Upon the advent of Dylan's 70th birthday, this analysis of the great man's most difficult two decades is particularly auspicious, as the release of The Never Ending Narrative follows thankfully on the heels of Dylan's final re-invention of himself. There will be, ladies and gentlemen, no further New Dylans. Prior, however, to this latest wrinkle, the poet troubadour went through a dizzying succession of uneven albums and highly questionable concerts. In fact, at one point, Bob's backing band is rightly characterized here as "hopeless" while the performances, Bobby Z included, were "unspeakable", more than once so bad that it appeared the guitarist-singer was out of his mind.
Of course any chart of that descent and rocky bottoming-out is rooted in the man's highly controversial conversion from what was early a very loosely practiced Judaism (later to become an alliance with the Chabad Lubavitch movement, even, if reports are accurate, while he was yet a Christian), a fact conveniently omitted whenever Dylan is scorned for sudden zealotry into born-again Xianity. In 2004, he made a telling remark on CBS that has gone unnoted—"You're born, you know, the wrong names, wrong parents. I mean, that happens"—and that could very well, when explored properly, explain much of the genesis of what occurred and was carried on for, as Never Ending emphasizes, many long, puzzling, and sometimes heartbreaking years. Hidden away in that one telling remark, I very strongly suspect, is the sort of material Alice Miller made groundbreaking advances in, in trauma and the problems of human developmental psychology. One doesn't really expect critics to explore such things, but there may well be a whole new area of rock journalism waiting in those two not-so-casual sentences.
Perhaps the greatest aspect of this overview, though, is the wealth of insightful, biting, highly entertaining opinions and facts, a treasure trove of what music criticism really should be and much too frequently is not—not to mention what it always should have been a la Joe Carducci and his monumental Rock and the Pop Narcotic—even with its many flaws. Such barbed philosophical estates nicely counter the hyper-commercial maundering the "profession" has come to be as the old dogs sell their all-too-ready-souls for cushy well-paid magazines spots, professorships, and what have you, the new generation tending to a vocabulary apparently composed of nothing but flippancy and horrifically tired novo-clichés. Not so here. In Never Ending, no one holds back, highly considered in their praise, historical tracings, dubieties, and even some condemnations. Wait until you glom the pronouncement on Daniel Lanois' involvement with Dylan. Highly amusing and dead on, the kind of Hey-I-don't-have-any-paymasters-Luigi-and-I'll-say-what-I-damn-well-please!! brazenness that rock and roll has always arrogated to itself.

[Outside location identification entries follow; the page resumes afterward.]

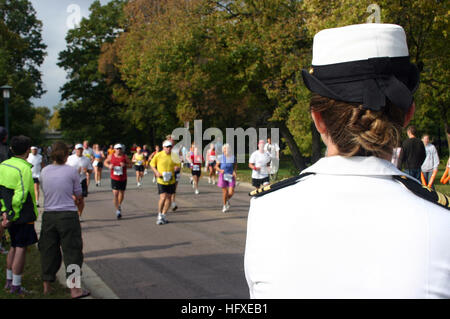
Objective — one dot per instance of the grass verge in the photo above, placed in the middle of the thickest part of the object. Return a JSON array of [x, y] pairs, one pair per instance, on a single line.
[[31, 278]]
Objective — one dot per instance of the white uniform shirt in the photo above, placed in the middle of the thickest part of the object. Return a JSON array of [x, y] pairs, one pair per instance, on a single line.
[[431, 161], [350, 231], [36, 161], [80, 163], [260, 160], [272, 149]]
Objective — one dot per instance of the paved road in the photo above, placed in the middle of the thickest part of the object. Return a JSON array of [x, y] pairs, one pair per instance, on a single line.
[[199, 254]]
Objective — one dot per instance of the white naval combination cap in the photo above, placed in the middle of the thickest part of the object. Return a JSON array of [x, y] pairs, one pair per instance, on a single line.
[[363, 63]]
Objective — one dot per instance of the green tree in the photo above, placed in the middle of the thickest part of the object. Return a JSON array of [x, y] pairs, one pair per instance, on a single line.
[[21, 54], [426, 23], [90, 111]]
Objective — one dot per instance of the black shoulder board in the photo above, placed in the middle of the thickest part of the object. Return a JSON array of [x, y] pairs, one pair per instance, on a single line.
[[263, 190], [424, 192]]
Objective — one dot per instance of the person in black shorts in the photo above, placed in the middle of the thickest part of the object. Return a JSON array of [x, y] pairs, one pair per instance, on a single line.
[[196, 168], [18, 216]]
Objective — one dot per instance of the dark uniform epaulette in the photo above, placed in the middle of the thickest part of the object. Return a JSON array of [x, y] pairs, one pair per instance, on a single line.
[[424, 191], [263, 190]]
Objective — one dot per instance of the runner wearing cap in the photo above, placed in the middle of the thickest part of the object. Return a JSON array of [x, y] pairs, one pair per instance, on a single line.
[[118, 162], [157, 150], [139, 165], [164, 164], [83, 166], [89, 153], [196, 167], [211, 163], [226, 165], [352, 225], [35, 159]]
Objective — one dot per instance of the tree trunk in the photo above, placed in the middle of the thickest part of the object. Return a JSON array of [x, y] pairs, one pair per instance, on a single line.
[[316, 144], [297, 156]]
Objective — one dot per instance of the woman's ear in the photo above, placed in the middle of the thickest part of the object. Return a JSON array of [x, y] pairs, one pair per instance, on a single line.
[[318, 121], [409, 114]]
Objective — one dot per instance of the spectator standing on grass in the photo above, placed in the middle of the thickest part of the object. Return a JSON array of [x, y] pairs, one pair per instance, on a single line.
[[35, 159], [4, 155], [431, 162], [413, 154], [4, 151], [60, 230], [19, 211]]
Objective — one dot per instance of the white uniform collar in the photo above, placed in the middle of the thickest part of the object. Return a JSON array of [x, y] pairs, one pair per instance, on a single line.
[[355, 165]]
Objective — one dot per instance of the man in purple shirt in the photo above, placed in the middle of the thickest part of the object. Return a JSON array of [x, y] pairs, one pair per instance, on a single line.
[[60, 221]]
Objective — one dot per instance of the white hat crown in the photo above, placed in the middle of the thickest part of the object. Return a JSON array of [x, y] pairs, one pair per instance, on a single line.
[[359, 42]]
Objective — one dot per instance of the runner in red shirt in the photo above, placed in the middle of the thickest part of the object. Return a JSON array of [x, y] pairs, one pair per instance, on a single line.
[[118, 164]]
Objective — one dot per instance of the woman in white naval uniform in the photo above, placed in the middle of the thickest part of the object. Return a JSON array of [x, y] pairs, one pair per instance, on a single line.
[[352, 225]]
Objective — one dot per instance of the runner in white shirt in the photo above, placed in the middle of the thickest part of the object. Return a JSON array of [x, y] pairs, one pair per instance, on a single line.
[[352, 225], [36, 160], [274, 151], [84, 166], [259, 163], [89, 153]]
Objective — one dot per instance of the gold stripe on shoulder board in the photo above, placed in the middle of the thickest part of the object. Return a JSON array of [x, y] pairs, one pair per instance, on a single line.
[[443, 199], [263, 190]]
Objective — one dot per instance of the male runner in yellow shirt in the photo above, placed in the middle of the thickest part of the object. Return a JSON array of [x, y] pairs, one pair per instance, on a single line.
[[164, 165]]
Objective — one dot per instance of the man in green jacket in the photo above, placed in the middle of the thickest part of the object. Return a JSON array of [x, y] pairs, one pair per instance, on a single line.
[[18, 208]]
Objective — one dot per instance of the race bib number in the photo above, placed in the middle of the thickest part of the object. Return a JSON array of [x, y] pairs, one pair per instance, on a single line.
[[167, 176], [263, 170], [118, 170], [228, 177]]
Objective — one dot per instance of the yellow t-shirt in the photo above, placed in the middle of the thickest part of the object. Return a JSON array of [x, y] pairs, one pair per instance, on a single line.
[[165, 165], [139, 158]]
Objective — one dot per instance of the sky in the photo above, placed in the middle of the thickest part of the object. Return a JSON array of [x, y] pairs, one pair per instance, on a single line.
[[57, 18]]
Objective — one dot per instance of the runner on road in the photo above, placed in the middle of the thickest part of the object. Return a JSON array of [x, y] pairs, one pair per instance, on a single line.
[[99, 157], [157, 150], [118, 164], [146, 151], [211, 163], [259, 162], [164, 167], [36, 160], [83, 166], [139, 165], [226, 166], [89, 153], [196, 167]]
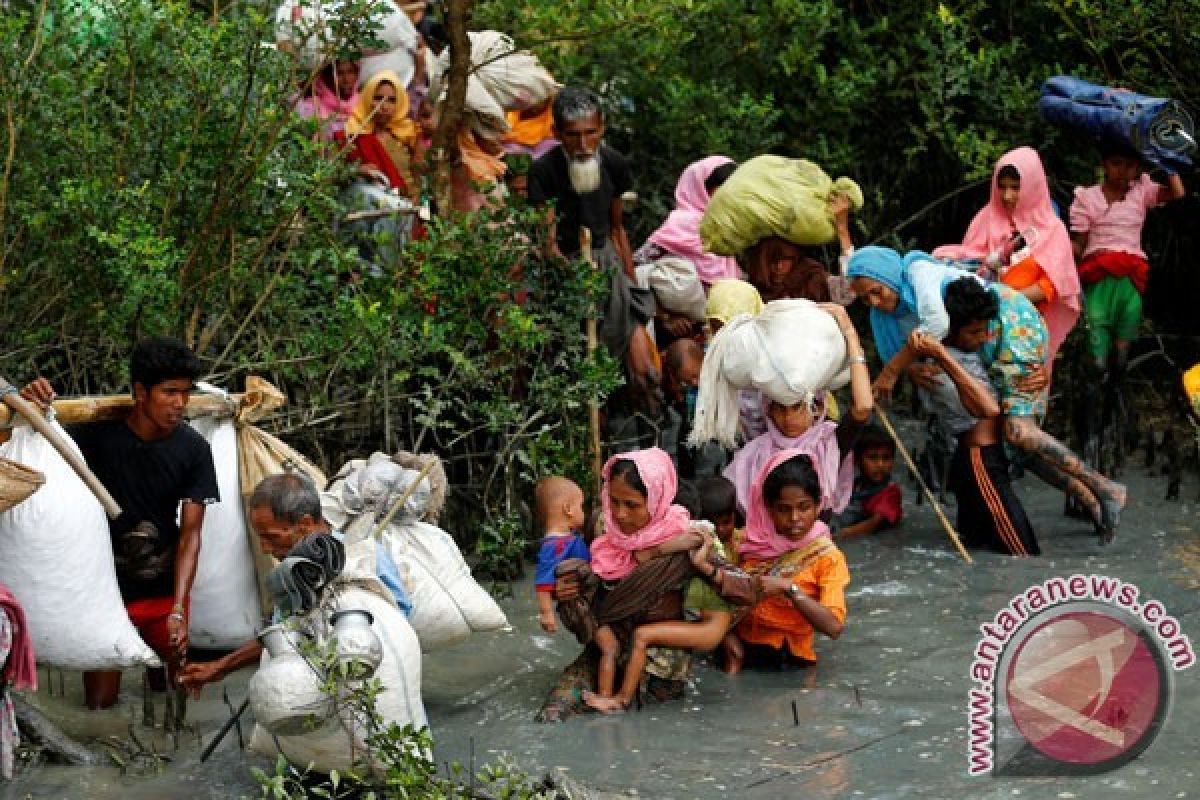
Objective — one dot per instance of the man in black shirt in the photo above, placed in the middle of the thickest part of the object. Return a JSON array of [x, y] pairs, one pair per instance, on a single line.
[[585, 179], [154, 464]]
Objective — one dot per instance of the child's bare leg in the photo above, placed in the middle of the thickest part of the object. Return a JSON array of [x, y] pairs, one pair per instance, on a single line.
[[606, 673], [735, 654], [703, 635], [1023, 432]]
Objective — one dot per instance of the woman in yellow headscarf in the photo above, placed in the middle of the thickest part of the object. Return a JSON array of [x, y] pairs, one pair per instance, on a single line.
[[382, 134]]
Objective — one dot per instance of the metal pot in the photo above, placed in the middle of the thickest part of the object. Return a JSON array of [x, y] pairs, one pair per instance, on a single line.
[[359, 649], [286, 693]]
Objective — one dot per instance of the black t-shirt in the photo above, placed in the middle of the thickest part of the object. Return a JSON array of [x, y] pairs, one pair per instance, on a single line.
[[149, 480], [549, 181]]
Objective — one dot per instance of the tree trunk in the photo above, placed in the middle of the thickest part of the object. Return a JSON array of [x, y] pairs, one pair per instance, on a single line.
[[444, 149]]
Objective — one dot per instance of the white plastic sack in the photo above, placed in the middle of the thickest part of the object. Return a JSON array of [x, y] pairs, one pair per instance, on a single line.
[[57, 558], [225, 611], [789, 352], [336, 744], [397, 32], [677, 287], [448, 605]]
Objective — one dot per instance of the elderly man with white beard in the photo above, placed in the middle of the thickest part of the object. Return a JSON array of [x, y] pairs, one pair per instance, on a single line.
[[585, 179]]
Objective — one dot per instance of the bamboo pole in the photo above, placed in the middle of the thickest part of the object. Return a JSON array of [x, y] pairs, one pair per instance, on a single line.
[[593, 343], [929, 495], [117, 407]]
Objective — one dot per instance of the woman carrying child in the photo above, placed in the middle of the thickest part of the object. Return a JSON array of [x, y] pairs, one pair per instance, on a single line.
[[640, 566], [804, 575], [803, 426], [1020, 235]]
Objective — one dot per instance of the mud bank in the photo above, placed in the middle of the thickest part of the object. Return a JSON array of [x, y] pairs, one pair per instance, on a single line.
[[882, 715]]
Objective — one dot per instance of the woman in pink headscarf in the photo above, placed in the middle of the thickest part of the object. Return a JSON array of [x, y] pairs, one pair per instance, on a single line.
[[333, 96], [804, 575], [1019, 235], [803, 426], [679, 235]]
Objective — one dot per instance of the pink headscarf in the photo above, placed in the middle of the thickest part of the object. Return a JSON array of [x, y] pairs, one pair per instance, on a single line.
[[761, 540], [612, 553], [21, 672], [681, 233], [993, 227], [820, 441]]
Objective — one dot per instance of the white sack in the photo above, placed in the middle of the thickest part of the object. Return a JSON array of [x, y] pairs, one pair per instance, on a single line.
[[448, 605], [677, 287], [57, 557], [225, 611], [331, 745], [789, 352]]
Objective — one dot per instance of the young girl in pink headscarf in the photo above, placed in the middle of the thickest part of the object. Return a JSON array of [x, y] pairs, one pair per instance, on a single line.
[[679, 235], [641, 523], [804, 575], [803, 427], [1019, 235]]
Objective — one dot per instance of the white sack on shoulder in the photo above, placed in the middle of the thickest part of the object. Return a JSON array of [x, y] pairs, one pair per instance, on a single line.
[[225, 611], [789, 352], [677, 287], [57, 558], [448, 605]]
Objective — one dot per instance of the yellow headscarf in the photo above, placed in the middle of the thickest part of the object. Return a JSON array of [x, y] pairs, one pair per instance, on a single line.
[[729, 298], [363, 120], [532, 131]]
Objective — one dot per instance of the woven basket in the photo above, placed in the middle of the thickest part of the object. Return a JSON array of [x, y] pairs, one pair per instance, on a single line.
[[17, 482]]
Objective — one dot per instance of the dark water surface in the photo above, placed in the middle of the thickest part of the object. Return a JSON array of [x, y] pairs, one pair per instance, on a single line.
[[883, 715]]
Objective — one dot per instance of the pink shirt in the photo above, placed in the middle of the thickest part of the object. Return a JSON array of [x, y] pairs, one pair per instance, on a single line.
[[1116, 227]]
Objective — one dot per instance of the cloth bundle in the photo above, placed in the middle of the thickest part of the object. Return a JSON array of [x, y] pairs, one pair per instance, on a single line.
[[502, 79], [1157, 128], [772, 196], [676, 286], [297, 583], [790, 352]]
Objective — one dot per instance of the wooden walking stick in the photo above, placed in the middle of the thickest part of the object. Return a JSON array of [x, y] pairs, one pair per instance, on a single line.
[[929, 495], [593, 343]]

The wry comment is early rendered that rock and roll, where once it was all about youth, has now also become interested in the process of aging. True enough, and if not in lyrics as such, then more so in the creation of art, the process of change itself, and what happens after all the piss and vinegar have evaporated with the subsidence of hormones and the loss of all that precious once-boundless energy. Dylan finds himself again, like it as he may or may not, figuring as a central exponent in all that's good and bad in the milieu, and his commentarists are not loathe to examine every inch of the still resolving borderlands.
Thus, this overview journey is engaging, salty, illuminating, incisive, controversial, enjoyable as hell, and hugely satisfying. Look out MVD, Eagle Vision, and Sexy Intellectual, you've got hungry company! In fact, The Never Ending Narrative is so far the very best I've yet seen in this regard, setting a new high-water mark for future serious criticism outside print venues. More, considering the shoddy estate of so hideously much of the inky realm, Narrative very well be establishing what it truly means to be a critic in the video age.